Activity and selectivity regulation through varying the size of cobalt active sites in photocatalytic CO2 reduction†
Abstract
The development of efficient and economical catalysts for photocatalytic reduction of CO2 into chemical feedstocks is highly desirable for addressing both the global energy crisis and carbon emission problem. Herein, a series of carbonized cobalt composites derived from bimetallic Zn/Co zeolitic imidazolate frameworks (C-BMZIFs) are synthesized and used as the co-catalysts for [Ru(bpy)3]2+ mediated photocatalytic CO2 reduction under visible light irradiation.
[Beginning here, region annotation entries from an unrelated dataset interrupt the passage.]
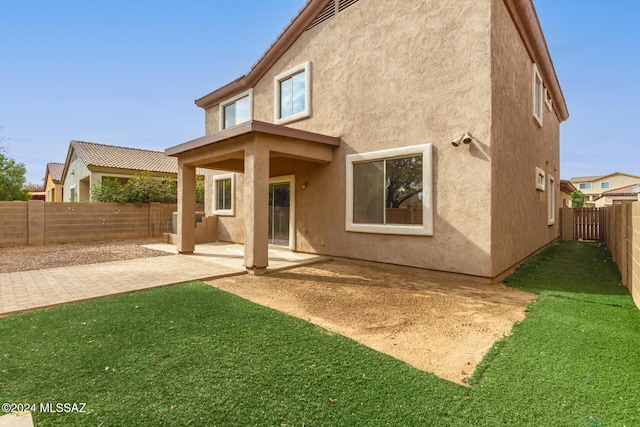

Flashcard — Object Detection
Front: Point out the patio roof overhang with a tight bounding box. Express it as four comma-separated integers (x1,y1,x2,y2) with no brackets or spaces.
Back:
165,120,340,171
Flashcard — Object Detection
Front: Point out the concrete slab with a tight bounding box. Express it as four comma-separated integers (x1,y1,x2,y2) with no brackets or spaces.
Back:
0,243,327,315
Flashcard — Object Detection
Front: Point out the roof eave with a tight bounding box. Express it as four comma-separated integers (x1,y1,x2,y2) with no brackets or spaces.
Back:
504,0,569,122
195,0,333,110
164,120,340,157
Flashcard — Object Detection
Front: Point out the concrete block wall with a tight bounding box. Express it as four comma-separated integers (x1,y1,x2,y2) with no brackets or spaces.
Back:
606,201,640,308
0,201,177,246
0,202,29,246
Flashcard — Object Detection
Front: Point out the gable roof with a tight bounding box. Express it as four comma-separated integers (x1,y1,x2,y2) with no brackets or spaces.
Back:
44,163,64,184
195,0,569,122
70,141,178,173
598,183,640,198
569,172,640,182
560,179,576,194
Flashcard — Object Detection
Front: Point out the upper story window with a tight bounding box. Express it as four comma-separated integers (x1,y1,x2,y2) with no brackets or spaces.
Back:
274,62,311,124
544,88,553,112
220,89,253,129
547,175,556,225
213,173,235,216
578,182,591,190
346,144,433,236
533,64,544,127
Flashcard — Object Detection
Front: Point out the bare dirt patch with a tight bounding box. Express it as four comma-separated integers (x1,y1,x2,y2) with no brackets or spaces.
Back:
0,239,171,274
208,260,534,384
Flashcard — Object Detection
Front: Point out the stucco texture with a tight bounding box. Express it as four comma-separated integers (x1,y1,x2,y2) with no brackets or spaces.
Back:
206,0,491,276
195,0,561,278
491,1,561,276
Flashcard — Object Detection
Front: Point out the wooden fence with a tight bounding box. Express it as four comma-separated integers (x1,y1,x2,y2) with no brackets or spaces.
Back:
573,208,606,242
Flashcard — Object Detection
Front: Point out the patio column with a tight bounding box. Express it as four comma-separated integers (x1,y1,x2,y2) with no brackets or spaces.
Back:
178,159,196,254
244,137,269,275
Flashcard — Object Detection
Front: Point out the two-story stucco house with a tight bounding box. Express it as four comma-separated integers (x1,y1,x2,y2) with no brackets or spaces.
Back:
59,141,178,202
571,172,640,207
165,0,568,280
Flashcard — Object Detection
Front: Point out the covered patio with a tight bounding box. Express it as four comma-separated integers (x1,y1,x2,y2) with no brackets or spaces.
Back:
165,120,340,274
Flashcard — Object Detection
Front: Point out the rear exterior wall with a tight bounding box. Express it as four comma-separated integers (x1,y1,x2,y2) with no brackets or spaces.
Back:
491,0,561,277
206,0,492,277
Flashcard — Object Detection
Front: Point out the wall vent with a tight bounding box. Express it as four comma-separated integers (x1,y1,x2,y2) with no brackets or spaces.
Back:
307,2,336,30
338,0,358,12
307,0,358,30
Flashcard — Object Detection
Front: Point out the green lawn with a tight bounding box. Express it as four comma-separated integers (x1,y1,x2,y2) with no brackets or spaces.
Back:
0,242,640,427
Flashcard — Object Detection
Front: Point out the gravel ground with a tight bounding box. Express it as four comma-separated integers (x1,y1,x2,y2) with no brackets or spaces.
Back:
0,239,171,274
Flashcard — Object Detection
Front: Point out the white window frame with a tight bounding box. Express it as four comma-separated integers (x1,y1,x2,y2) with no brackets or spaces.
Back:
544,87,553,112
211,173,236,216
218,88,253,130
536,167,546,191
531,64,544,127
273,61,311,125
547,174,556,225
345,144,433,236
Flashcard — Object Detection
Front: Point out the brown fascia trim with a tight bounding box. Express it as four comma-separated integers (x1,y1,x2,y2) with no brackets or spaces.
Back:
504,0,569,122
164,120,340,157
195,0,334,110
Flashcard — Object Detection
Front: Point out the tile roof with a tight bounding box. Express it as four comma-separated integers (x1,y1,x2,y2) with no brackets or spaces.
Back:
44,163,64,184
71,141,178,173
602,184,638,196
569,171,640,182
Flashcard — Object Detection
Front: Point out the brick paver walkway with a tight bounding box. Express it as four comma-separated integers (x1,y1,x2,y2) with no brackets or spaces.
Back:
0,244,323,315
Varying the Zn/Co ratio allows regulation of the size of Co active sites, which further differentiates their catalytic activity towards CO2 reduction and H2 evolution, resulting in tunable CO/H2 ratio in the produced syngas. Among all investigated configurations, the C-BMZIF with a Zn/Co ratio of 3 : 1 demonstrates the highest CO yield of 1.1 × 104 μmol g−1 h−1, owing to the optimal balance between the quantity of active sites and the activity of each individual site. Consequently, this work provides insight into the design of stable MOF-derived co-catalysts for efficient photo-reduction of CO2, and offers an alternative solution for photocatalytic syngas production with tunable CO/H2 ratio.